Il liberismo autoritario funziona: noi vi diamo gli eccessi di cartone, voi non avrete altro dio.


E tutti sono contenti anche se quest’anno Mediaset non si è piegata al gentlemen agreement
e ha schierato la “controprogrammazione attiva”, per dire sfidare il nemico sul suo stesso terreno nella battaglia decisiva.

E c’è da scommettere che, comunque vada, la corazzata de Filippi manterrà parecchi dei suoi aficionados,
tanto più che i suoi format, da Amici a C’è Posta, hanno indiscutibilmente condizionato il festival,
segnandone il gusto, costringendolo ad adeguarsi quanto a stilemi.


Un preciso segnale di Berlusconi a una dirigenza Rai all’epilogo

o un monito per quella, presumibilmente targata Fratelli d’Italia, che verrà?
 

Val

Torniamo alla LIRA
Comunque anche da queste cose si capisce che Sanremo è un fatto politico prima che legato allo spettacolo.


O, se preferite, che lo spettacolo è in funzione della politica e non l’inverso.


A sancire l’istituzionalità somma, niente meno che il capo dello stato, come alla Scala.



Che altro serve?

Laddove Benigni, in curioso odore di Costituzione,
della quale ha una concezione immatura ma capziosa, reazionaria,
da “guai alle riforme”, serve, come la serva di Totò, a corroborare il qualunquismo giullaresco,
da suddito ilare vuoi verso il potere istituzionale, vuoi verso il potere di Lucio Presta,
uno dei padreterni della televisione pubblica, lo stesso di Amadeus.

Lui e il diretto concorrente Caschetto vengono entrambi dalle ceneri del PCI,

uno renziano l’altro cigiellino, e si disputano quel campo di Agramente dei poteri forti che è Sanremo.
 

Val

Torniamo alla LIRA
Il resto è contorno come lo sono i reduci di se stessi, da Paola e Chiara
ai Cugini di Campagna che si offendono se il figlio di D’Alessio non gli bacia gli zatteroni.

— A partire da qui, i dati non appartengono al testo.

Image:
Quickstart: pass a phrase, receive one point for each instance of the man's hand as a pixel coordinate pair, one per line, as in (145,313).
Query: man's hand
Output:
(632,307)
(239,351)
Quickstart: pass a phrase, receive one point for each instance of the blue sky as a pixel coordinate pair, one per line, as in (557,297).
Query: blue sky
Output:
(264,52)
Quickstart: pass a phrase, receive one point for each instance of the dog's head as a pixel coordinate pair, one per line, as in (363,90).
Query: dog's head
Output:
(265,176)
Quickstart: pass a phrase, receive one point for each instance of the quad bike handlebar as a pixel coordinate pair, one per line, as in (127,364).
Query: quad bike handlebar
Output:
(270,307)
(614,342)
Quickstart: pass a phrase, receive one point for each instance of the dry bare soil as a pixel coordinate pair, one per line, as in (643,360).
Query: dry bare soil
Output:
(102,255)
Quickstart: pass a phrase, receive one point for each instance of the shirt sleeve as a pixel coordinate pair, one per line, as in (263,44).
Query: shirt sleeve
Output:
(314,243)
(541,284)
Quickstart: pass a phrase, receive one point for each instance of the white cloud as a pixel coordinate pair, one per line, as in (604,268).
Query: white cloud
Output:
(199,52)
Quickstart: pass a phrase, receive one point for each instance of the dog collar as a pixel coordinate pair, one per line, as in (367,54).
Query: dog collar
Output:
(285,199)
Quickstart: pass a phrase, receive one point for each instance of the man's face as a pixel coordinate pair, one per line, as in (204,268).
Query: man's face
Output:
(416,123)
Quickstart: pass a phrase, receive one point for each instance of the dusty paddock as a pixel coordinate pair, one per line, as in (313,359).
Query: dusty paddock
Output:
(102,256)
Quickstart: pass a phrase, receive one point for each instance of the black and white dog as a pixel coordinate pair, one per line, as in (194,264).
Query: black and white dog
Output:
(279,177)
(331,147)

E qui c’è poco da dire, la sfilata di questi artisti o spremuti
o destinati ad appassire senza fioritura è modesta fino all’imbarazzo e alla mortificazione.

Non un momento di interesse, non un fremito se non di insofferenza per la volgarità dello stalento diffuso,
per la fissità inquietante della Ferragni con la sua vocetta a tassametro
o per quel pleonasmo vivente che è Fiorello detto “Ciuri”,
al quale Amadeus detto Ama non sa e non vuole rinunciare,
basta che ci sia, anche solo per un peto, al che tutti, subito: che genio, che prodigio, che peto celestiale.


Meglio degli obbrobri in gara senz’altro.


Chi si costringe le dodici, le quindici ore fuori dal teatro in attesa di tanta mediocrità non è tenuto,
ma se uno appena conosce la musica, se ha masticato nozioni elementari di armonia e di melodia,
di canto, di presenza scenica, non può che arrendersi alla desolazione:

chi sono questi sordi, malaticci, cerei, tinti, belanti, genderizzati ma dall’aspetto terminale?

Qual è il loro senso, come ci sono arrivati su quelle tavole?


Ancora per il substrato politicante
.


La ragazzina Ariete ricorda la classica disadattata da ultimo banco,
ma è lesbica e anche lei odia la Meloni, insomma può servire alla causa globalista:
abile e arruolata, come la diretta concorrente Madame che è un’altra coi suoi bei problemi di adattamento e si vede.


Ma, in definitiva, sono tutti uno il clone dell’altro, almeno nella fascia per così dire emergente, alternativa, a cosa non si è mai capito.
 

Val

Torniamo alla LIRA
Se non è politica questa!

E qui in questa settimana la praticano e la respirano tutti, volenti o nolenti.

Ma vogliono.

Tutto in transumanza, a vedere e a farsi vedere, a intrallazzare, a svaccarsi,
a esibire ciò che non si ha, a inciuciare con amici e nemici.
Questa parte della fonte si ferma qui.